GORE IN THE STORE
Directed by Ilya Naishuller.
Starring Bob Odenkirk, Connie Nilsen, Aleksey Serebryakov.
Action, US, 93 minutes, certificate 15.
Released in the UK in cinemas 9th June by Universal.
As career re-inventions go Bob Odenkirk’s is a prime example. Once best known as a comedian from the cult 90’s US series Mr. Show, his dramatic turn as shady lawyer Saul Goodman in Breaking Bad and then his own spin-off show Better Call Saul showed off a dramatic skillset that took audiences by surprise with his layered performance and character work. Now, Odenkirk’s career takes another left turn as he becomes one of cinemas most unlikely, yet highly lethal action heroes in what is one of the most enjoyable, and bloodiest, films of the year.
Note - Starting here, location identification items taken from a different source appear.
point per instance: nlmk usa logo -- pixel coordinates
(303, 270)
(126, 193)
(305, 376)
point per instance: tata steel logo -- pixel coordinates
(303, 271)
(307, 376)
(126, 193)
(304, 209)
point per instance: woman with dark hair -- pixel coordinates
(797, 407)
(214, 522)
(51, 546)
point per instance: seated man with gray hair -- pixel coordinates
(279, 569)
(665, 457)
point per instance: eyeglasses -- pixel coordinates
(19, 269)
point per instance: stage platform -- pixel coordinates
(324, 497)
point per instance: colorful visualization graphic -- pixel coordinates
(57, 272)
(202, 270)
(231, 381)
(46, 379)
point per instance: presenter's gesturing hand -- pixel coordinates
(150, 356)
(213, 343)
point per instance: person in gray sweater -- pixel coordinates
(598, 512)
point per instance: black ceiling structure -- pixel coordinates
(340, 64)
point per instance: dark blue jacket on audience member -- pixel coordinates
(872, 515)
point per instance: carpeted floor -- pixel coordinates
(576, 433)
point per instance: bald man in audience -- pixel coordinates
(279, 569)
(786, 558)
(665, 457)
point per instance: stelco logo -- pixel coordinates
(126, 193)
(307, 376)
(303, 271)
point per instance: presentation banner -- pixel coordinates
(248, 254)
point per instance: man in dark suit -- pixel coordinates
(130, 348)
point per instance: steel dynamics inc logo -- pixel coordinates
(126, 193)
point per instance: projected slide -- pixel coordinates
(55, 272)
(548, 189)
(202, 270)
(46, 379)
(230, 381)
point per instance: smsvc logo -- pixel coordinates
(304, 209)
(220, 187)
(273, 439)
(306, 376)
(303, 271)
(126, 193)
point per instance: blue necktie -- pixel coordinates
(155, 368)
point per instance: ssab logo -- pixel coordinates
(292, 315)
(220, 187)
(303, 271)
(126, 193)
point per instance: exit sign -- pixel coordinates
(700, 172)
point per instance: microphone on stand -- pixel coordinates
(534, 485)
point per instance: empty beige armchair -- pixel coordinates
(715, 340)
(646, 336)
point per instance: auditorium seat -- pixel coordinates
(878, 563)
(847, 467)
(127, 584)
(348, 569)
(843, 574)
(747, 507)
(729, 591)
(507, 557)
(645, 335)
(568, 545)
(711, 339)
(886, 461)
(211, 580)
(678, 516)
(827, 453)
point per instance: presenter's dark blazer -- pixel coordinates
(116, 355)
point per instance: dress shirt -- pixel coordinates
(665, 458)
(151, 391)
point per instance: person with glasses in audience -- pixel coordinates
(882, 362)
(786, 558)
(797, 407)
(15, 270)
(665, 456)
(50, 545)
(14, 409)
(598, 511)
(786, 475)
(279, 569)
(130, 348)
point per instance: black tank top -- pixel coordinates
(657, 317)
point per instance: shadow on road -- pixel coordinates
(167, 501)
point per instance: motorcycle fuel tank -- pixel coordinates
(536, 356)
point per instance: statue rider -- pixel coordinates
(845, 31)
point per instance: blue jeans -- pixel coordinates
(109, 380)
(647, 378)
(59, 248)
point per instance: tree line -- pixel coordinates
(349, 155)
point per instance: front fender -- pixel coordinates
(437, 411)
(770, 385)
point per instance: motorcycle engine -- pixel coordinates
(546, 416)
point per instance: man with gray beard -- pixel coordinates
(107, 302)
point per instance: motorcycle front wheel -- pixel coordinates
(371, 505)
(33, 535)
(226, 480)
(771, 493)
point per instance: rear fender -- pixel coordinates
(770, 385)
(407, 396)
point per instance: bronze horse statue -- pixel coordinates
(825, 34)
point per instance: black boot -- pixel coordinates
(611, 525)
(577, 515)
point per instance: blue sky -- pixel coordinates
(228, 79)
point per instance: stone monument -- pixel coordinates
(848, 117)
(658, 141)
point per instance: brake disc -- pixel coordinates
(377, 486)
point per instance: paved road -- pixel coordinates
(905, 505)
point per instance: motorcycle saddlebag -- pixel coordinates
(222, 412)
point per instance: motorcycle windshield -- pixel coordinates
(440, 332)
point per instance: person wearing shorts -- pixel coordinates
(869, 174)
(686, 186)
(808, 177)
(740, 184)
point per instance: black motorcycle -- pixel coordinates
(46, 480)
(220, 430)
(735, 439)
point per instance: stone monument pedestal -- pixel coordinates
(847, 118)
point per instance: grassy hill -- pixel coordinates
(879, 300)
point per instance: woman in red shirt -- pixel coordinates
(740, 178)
Odenkirk plays Hutch Mansell, a quiet husband and father trapped in a seemingly endless cycle of suburban purgatory with a teenage son glued to his mobile and an uncommunicative wife. When an armed robbery takes place in his own house it soon becomes apparent that this meek, mild mannered man may be harbouring something more vicious and dangerous within himself. Driven over the edge by the theft of his young daughter’s kitty bracelet, Hutch soon unleashes an extraordinarily violent side of himself that soon brings him into conflict with a group of very dangerous and heavily armed Russian mobsters. Unfortunately for them the true nature of Hutch’s seemingly uneventful past life as an “auditor” comes roaring back to bite them.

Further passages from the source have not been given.